In particular, Eurazeo singled out the refocusing on the hotel and services segment and the asset right plan to reduce volatility.
It said that Accor had an attractive valuation that does not reflect Accor's quality and upside value potential.
The extent of how under valued Accor is, according to Eurazeo, was made explicit in the investment objective it outlined for the cash it is using to buy the stake. The holding is for five years and is expected to deliver a return in excess of 15% on leverage of 50%.
Accor's board reacted to the news by issuing a statement that called for Eurazeo and Colony to "expressly confirm their support for Accor's expansion strategy" and "demonstrate commitment through a long-term stability pact to guarantee that their increased equity interest will not lead to a de facto takeover" before it will accede to Eurazeo's request for board representation.

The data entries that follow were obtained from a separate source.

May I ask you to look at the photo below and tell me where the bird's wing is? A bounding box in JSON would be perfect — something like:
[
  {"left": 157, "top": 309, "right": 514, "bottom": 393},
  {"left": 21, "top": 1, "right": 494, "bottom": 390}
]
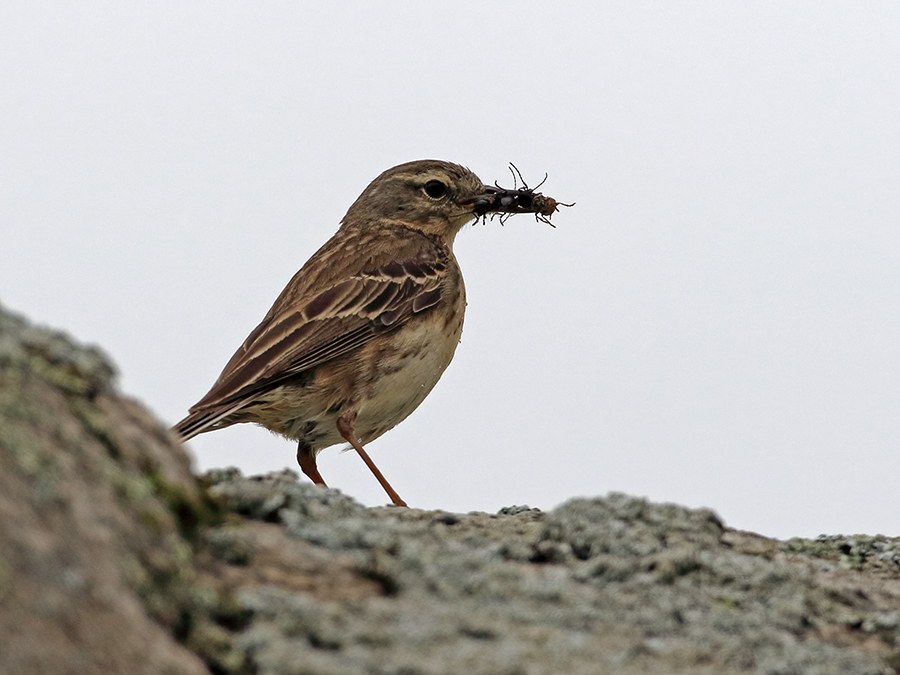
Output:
[{"left": 173, "top": 258, "right": 447, "bottom": 439}]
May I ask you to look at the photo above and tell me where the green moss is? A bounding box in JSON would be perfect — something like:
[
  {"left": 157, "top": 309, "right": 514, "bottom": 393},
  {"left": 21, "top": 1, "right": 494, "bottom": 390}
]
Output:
[
  {"left": 134, "top": 544, "right": 198, "bottom": 628},
  {"left": 187, "top": 619, "right": 252, "bottom": 674},
  {"left": 105, "top": 461, "right": 155, "bottom": 504},
  {"left": 143, "top": 466, "right": 224, "bottom": 542},
  {"left": 11, "top": 321, "right": 116, "bottom": 397},
  {"left": 784, "top": 537, "right": 838, "bottom": 559},
  {"left": 69, "top": 397, "right": 121, "bottom": 459},
  {"left": 0, "top": 386, "right": 66, "bottom": 505},
  {"left": 27, "top": 354, "right": 97, "bottom": 396},
  {"left": 204, "top": 528, "right": 253, "bottom": 566},
  {"left": 5, "top": 427, "right": 58, "bottom": 478}
]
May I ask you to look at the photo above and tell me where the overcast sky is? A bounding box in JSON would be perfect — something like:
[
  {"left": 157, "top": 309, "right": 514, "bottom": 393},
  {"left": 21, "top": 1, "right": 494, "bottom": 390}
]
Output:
[{"left": 2, "top": 3, "right": 899, "bottom": 539}]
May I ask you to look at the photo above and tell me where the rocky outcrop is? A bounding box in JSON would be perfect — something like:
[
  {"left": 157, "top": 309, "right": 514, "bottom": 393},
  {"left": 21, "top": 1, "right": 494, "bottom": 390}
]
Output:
[
  {"left": 2, "top": 303, "right": 899, "bottom": 675},
  {"left": 0, "top": 304, "right": 221, "bottom": 674}
]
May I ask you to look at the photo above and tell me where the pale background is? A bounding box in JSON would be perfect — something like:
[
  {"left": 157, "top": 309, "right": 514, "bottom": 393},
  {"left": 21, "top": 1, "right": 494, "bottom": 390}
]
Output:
[{"left": 2, "top": 3, "right": 898, "bottom": 539}]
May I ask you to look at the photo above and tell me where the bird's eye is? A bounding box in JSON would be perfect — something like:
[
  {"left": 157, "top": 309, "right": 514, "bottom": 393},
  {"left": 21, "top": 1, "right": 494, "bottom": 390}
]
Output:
[{"left": 423, "top": 180, "right": 447, "bottom": 199}]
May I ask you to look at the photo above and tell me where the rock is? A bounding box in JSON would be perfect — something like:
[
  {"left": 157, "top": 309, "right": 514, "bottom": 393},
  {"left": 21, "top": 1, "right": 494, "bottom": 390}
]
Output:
[
  {"left": 2, "top": 301, "right": 899, "bottom": 675},
  {"left": 0, "top": 303, "right": 220, "bottom": 674}
]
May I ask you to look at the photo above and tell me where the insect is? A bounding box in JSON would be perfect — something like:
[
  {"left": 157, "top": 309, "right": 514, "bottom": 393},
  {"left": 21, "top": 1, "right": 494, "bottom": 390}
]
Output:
[{"left": 472, "top": 163, "right": 574, "bottom": 227}]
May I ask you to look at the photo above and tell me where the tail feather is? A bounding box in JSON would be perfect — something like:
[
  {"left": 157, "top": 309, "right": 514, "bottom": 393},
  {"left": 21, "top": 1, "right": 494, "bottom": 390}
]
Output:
[{"left": 172, "top": 405, "right": 241, "bottom": 442}]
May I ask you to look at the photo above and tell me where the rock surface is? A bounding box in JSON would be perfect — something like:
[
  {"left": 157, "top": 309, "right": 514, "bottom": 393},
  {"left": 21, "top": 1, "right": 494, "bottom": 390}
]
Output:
[{"left": 2, "top": 302, "right": 899, "bottom": 675}]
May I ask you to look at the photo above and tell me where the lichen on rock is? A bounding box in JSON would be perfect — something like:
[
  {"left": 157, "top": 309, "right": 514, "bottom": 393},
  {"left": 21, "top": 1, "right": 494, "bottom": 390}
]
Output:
[{"left": 3, "top": 301, "right": 900, "bottom": 675}]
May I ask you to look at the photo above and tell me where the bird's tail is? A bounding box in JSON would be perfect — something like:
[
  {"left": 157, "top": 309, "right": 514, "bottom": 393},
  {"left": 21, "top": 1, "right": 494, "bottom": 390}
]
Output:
[{"left": 171, "top": 406, "right": 239, "bottom": 442}]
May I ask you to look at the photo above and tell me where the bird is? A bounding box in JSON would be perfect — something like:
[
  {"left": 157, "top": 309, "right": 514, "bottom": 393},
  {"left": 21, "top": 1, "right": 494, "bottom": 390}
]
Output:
[{"left": 174, "top": 159, "right": 541, "bottom": 506}]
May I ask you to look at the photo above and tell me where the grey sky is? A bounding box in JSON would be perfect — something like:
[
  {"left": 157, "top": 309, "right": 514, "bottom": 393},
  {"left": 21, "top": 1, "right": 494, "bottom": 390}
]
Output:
[{"left": 2, "top": 3, "right": 898, "bottom": 538}]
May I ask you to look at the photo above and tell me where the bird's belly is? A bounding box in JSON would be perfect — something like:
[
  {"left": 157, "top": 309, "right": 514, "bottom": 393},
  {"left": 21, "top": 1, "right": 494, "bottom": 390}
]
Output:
[
  {"left": 240, "top": 306, "right": 464, "bottom": 451},
  {"left": 354, "top": 315, "right": 462, "bottom": 444}
]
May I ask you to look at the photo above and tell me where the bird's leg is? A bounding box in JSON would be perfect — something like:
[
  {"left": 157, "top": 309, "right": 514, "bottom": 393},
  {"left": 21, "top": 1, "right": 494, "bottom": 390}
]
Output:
[
  {"left": 297, "top": 441, "right": 327, "bottom": 486},
  {"left": 336, "top": 413, "right": 407, "bottom": 507}
]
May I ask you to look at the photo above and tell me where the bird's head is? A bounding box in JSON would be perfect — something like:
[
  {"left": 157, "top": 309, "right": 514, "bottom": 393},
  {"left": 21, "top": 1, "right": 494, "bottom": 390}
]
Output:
[{"left": 340, "top": 160, "right": 503, "bottom": 242}]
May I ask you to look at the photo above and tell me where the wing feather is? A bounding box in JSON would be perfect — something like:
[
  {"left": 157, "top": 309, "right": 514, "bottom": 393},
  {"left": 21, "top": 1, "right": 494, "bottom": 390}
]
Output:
[{"left": 179, "top": 257, "right": 448, "bottom": 433}]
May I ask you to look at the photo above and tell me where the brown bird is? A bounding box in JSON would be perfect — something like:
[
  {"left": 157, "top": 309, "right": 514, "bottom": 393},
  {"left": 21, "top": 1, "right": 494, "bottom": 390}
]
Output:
[{"left": 174, "top": 159, "right": 553, "bottom": 506}]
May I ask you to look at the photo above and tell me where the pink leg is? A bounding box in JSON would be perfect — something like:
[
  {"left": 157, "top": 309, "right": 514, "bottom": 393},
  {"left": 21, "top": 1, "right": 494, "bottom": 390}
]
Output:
[
  {"left": 297, "top": 442, "right": 327, "bottom": 486},
  {"left": 336, "top": 413, "right": 407, "bottom": 507}
]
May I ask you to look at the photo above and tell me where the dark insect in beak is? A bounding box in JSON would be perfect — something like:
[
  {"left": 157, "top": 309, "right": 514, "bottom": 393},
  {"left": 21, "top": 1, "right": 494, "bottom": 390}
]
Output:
[{"left": 470, "top": 163, "right": 574, "bottom": 227}]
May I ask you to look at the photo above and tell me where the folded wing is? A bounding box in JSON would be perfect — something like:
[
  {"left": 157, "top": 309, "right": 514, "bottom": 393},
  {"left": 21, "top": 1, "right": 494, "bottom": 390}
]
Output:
[{"left": 173, "top": 258, "right": 446, "bottom": 440}]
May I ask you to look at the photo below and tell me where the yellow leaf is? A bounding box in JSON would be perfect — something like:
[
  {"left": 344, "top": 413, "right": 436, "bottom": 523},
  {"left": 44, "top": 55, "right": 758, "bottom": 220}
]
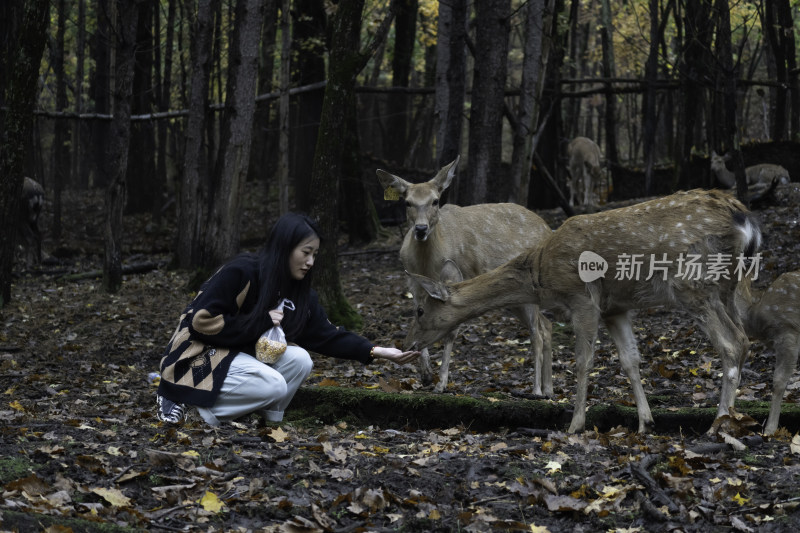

The Eurazeo presentation made its support for the board's strategy pretty clear. And the agreement between Eurazeo and Colony includes a two-year lock-up and right of first refusal should either party decide to sell. In addition, the stake increase is capped at 33.3% of capital and voting rights and the agreement is for five years.
There was a 1.1% bump in Accor's share price on the day of the announcements (Monday) although Eurazeo's was up 3.2%, which seems paradoxical.
As well as highlighting the value in Accor, Eurazeo's move is likely to increase pressure on what is the world's most valuable quoted hotel group by enterprise value to divest more property.
With perfect timing, Accor announced on Tuesday that it had sold and leased back the Sofitel The Grand in Amsterdam for Eu60m with the buyer agreeing to finance renovation work of Eu32m.
Accor will run the hotel under a 25-year management contract and retain a 40% share in the owning company. The property will become part of the Sofitel Legend sub brand on completion of the renovation in June 2009, when it will join six other similarly designated Sofitels.